CSA06 Use Cases
Description of CSA06
We will start with use cases for CSA06. The description on the CERN CSA06 wiki
is given in terms of dataflow, and a diagram of that dataflow is as follows. There is more information about CSA06 in Stefano Belforte's talk from CPT Week
. (Look for Computing View of CSA06.)
AOD will be analyzed at Tier 2. Plus, there is a skim from AOD to Tier 2 analysis. There is also an application performing skims, so it should be a yellow block.
We expect reconstruction to produce FEVT and AOD datasets directly. The CERN wiki describes a calibration step, which might seem like it would occur at Tier 0, but the CPT Week presentation makes it more clear that CSA06 involves recalibration at Tier 1 of about five percent of the incoming FEVT. Because the AOD produced by re-reconstruction at Tier 1 must be distributed to all Tier 1 facilities, there is a step in the diagram representing the work of Phedex to transfer AOD. File transfer is also implied where arrows cross from one compute tier to the next.
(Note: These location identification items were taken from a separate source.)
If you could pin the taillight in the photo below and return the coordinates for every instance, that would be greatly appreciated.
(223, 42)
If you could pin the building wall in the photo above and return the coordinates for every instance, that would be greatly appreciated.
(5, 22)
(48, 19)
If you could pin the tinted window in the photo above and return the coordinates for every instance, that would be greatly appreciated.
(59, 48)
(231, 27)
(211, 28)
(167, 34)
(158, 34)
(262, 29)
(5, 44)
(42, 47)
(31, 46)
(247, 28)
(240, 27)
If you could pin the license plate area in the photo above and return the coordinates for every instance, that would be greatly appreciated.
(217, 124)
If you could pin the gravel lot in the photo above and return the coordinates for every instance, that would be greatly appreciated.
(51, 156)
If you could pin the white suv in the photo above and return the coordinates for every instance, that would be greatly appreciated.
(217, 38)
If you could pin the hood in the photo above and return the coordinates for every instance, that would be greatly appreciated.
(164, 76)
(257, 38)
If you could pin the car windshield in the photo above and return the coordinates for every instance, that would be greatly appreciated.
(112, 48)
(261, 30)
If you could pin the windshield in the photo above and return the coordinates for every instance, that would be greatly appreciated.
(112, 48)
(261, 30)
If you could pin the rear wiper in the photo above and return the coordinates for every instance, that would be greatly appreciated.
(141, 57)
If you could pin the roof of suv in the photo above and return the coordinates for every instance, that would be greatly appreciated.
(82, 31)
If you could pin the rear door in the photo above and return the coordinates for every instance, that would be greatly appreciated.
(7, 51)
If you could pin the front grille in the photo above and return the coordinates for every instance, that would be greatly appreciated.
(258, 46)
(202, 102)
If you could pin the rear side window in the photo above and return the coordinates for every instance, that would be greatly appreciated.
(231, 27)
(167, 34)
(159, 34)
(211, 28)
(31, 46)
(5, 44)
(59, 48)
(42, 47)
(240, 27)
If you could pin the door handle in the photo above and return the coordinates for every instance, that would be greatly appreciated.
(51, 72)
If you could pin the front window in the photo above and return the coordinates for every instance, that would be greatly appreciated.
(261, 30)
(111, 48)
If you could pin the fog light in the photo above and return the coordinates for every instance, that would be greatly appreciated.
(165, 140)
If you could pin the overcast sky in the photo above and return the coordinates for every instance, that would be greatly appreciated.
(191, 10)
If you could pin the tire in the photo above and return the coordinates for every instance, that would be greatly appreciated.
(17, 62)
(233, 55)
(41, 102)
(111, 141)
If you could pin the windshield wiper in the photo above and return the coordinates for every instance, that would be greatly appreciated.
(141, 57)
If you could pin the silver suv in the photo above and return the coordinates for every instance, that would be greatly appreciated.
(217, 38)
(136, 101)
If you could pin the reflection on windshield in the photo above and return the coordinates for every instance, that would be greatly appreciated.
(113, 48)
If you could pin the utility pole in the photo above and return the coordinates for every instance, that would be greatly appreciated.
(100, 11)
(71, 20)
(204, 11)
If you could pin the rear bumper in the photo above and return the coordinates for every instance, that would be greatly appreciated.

The data flow diagram is implicitly in the passive voice because it does not specify which actors initiate transformations. If, instead, we ask who are the actors and goals, the Tier 1 analysis branch of that dataflow might look as follows.
Note that the goals in CSA06 do not depend on provenance information. In order for Prodagent to identify its input data, it need know only that the data is from the RAW tier. In order for the Physicist to identify input data, he need know only that there is new data at Tier 1. Because there are few types of files to distinguish and no questions about the kind of processing done by Physicists, there are no queries of provenance information.
We make an actor-goal list to use as a directory of relevant use cases. In formal use cases following, those that are well understood and less interesting will be omitted.
For a discussion of terms, see the glossary
. The actors are also identified in another topic
| Production Manager
|| Create Simulated HLT RAW Data
|| The simulated HLT data is generic Monte Carlo. The Production Manager creates this by submitting a job to Prodagent.
| Use Simulated RAW Data to Generate Reconstruction Data
|| CMS central facilities provide templates for simulation configuration and reconstruction configuration. They provide previously-calculated Monte Carlo simulation of a general sort. Prodagent handles this request by doing calculations on the server farm at CERN. There are two types of resulting files, full event (FEVT) containing RAW and RECO, and analysis-oriented dataset (AOD) containing a known subset of FEVT. The global DBS tracks the existence of the resulting data files.
| Recalibrate Reconstruction at Tier 1
|| When FEVT data arrives Tier 1 Production Manager initiates recalibration of RECO data. This manager submits an analysis job at Tier 1 to CRAB. CRAB runs the job to produce improved detector conditions and re-run the reconstruction step (re-reco). CRAB uses a local DBS to track files during this process but the global DBS registers the revised FEVT and AOD data produced. Phedex polls the global DBS to discover the new data and transfer the AOD among sites so that every Tier 1 has a complete copy of revised AOD.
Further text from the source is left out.